In this article we will discuss about:- 1. Sources of Explant for Protoplast Isolation 2. Methods of Protoplast Isolation 3. Purification of Protoplasts 4. Isolation of Sub-Protoplasts 5. Protoplast Viability Test.
Each plant cell has a definite cellulose wall which is attached with each other by middle lamella made up of pectin. Protoplast is the content which is surrounded only by plasma-lemma. So to get the isolated protoplast it is essential to remove the pectin material to obtain the single cells and then to remove cell wall by enzymatic method.
Sources of Explant for Protoplast Isolation:
Protoplasts can be isolated directly from the different parts of whole plant which bears the soft parenchymatous tissue (e.g., young fully expanded soft leaves) or indirectly from the in vitro grown plant tissue (e.g., callus tissue). Protoplast yield and viability depends greatly on the type of tissue material from which it is isolated and the method used. Cell suspension cultures may also provide a very good source of protoplast.
Before isolation of protoplast, the source material if it is from in vivo grown plant then it should be properly surface sterilized using the proper method of sterilization. Then any of the methods either mechanical or enzymatic can be used to isolate the protoplast.
Methods of Protoplast Isolation:
The essential step of protoplast isolation is the proper use of osmoticum. The plant protoplast is an osmotic system where the plasma membrane acts as the semipermeable membrane which equilibrates the outward and inward flow of water. If the inward pressure is more than due to heavy inflow of water the protoplast will burst.

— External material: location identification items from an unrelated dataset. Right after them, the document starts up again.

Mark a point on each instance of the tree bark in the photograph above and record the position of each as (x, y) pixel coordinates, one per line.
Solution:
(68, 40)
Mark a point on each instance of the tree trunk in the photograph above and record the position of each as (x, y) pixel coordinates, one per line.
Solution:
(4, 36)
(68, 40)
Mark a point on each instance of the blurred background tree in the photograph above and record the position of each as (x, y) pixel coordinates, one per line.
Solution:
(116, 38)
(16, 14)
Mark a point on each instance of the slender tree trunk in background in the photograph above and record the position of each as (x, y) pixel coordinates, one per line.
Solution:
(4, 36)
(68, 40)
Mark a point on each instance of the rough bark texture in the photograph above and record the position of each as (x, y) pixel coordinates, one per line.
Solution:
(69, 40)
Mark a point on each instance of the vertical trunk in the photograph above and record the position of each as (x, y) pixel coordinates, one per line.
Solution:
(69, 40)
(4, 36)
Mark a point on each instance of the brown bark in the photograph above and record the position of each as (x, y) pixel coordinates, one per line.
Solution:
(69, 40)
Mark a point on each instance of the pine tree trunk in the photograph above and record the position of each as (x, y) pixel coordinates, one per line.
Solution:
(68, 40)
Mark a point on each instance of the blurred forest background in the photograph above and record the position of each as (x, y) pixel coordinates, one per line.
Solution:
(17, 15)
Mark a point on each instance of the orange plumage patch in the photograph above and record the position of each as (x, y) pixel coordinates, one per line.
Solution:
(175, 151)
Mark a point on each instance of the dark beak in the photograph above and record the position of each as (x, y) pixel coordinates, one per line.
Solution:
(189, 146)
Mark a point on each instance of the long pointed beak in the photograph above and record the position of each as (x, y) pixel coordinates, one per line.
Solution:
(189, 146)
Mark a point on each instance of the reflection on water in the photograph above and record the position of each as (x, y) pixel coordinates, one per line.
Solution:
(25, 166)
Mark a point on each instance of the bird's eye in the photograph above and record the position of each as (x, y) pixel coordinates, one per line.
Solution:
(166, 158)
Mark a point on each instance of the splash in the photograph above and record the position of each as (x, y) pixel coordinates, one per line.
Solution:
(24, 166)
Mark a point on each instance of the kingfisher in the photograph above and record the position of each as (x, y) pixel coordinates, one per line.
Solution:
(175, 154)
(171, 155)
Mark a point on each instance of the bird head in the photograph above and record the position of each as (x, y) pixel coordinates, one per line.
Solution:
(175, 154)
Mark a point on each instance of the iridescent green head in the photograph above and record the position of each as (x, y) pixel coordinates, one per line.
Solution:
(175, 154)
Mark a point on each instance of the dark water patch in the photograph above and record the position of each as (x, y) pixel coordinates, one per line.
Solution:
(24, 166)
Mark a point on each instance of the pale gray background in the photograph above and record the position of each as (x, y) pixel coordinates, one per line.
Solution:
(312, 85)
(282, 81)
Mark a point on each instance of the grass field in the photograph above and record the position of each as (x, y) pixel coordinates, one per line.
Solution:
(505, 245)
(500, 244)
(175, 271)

So during protoplast isolation the enzymes applied to isolate the protoplast and the tissue material should be placed in proper osmolyticum or plasmolyticum. Generally mannitol, a sugar alcohol at high concentration, an easily transportable component provides a good stable osmotic environment which prevents bursting of protoplast (Fig. 20.1).
Protoplasts may be isolated by any one of the two following ways:
(a) Mechanical method (Non-enzymatic method);
(b) Enzymatic method.
(a) Mechanical Method:
Any soft parenchymatous tissue is kept in a plasmolyticum. The plasmolysed tissue is then finely chopped into pieces and the intact cells (plasmolysed) are released into the medium from the cut surface. The suspension is then allowed for deplasmolysis and the released protoplasts attain their original size. The yield of protoplast in this method is very low, for large scale of protoplast yield the enzymatic method is followed.
(b) Enzymatic Method:
Young fully expanded soft leaves, or in vitro grown callus tissue or cell suspension culture grown cells can be used as the source material. The tissues or cells are incubated in plasmolyticum for 1 hr before enzymatic treatment. The intact tissue materials cut into smaller pieces to increase the surface area of enzymatic activity. The enzymes can be used either sequentially in two step method or in a single step by mixed enzymatic method.
The enzymes used are of three main categories:
(i) Cellulases
Cellulysin
Driselase
(ii) Hemicellulase
Helicase
Rhozyme
(iii) Pectinase
Macerozyme-R-10
Pectinol
The concentration of enzymes used and the time period of incubation varies greatly depending on the tissue type. In two step method, the pectinase and hemicellulases are applied first and then cellulase is applied for complete removal of cell wall.
After release of protoplast into the suspension, for removal of enzymes the protoplasts are collected in centrifuge tube as pellet and washed several times with the osmoticum.
Purification of Protoplasts:
For purification, the protoplasts suspended in osmoticum are centrifuged using sucrose (20%) solution. The viable protoplasts float on the top surface of sucrose solution forming a band. These protoplasts are then collected, re-suspended in osmoticum and washed several times.
Finally the protoplasts suspended in a measured volume of protoplast culture medium after counting the number with the help of hemocytometer. The viability of protoplast is checked with the help of Fluorescin diacetate staining or phenosafranine or calcofluore white.
Isolation of Sub-Protoplasts:
Sub-protoplasts do not contain the entire content of plant cells, these can be of different types such as cytoplasts, karyoplasts or mini-protoplasts or micro-protoplasts or microplasts.
(i) Cytoplasts lack the nucleus and contain the entire cytoplasm of a cell or part of it. These are often used for cybrid production.
(ii) Karyoplasts or Mini-protoplasts contain a nucleus surrounded by some cytoplasm and the original outer plasma membrane.
(iii) Micro-protoplasts contain fraction of both nuclear and cytoplasmic material.
(iv) Microplasts lack the nuclear material and contain only fraction of cytoplasm and outer membrane.
Protoplast Viability Test:
The most frequently used staining methods for checking protoplast viability are:
1. Fluorescein diacetate (FDA) dissolved in acetone is used at a conc. of 0.01% and intact viable protoplasts only fluoresce when observed under UV.
2. Phenosafranine is also used at a conc. of 0.01 %, which is specific for dead protoplast that shows red in colour.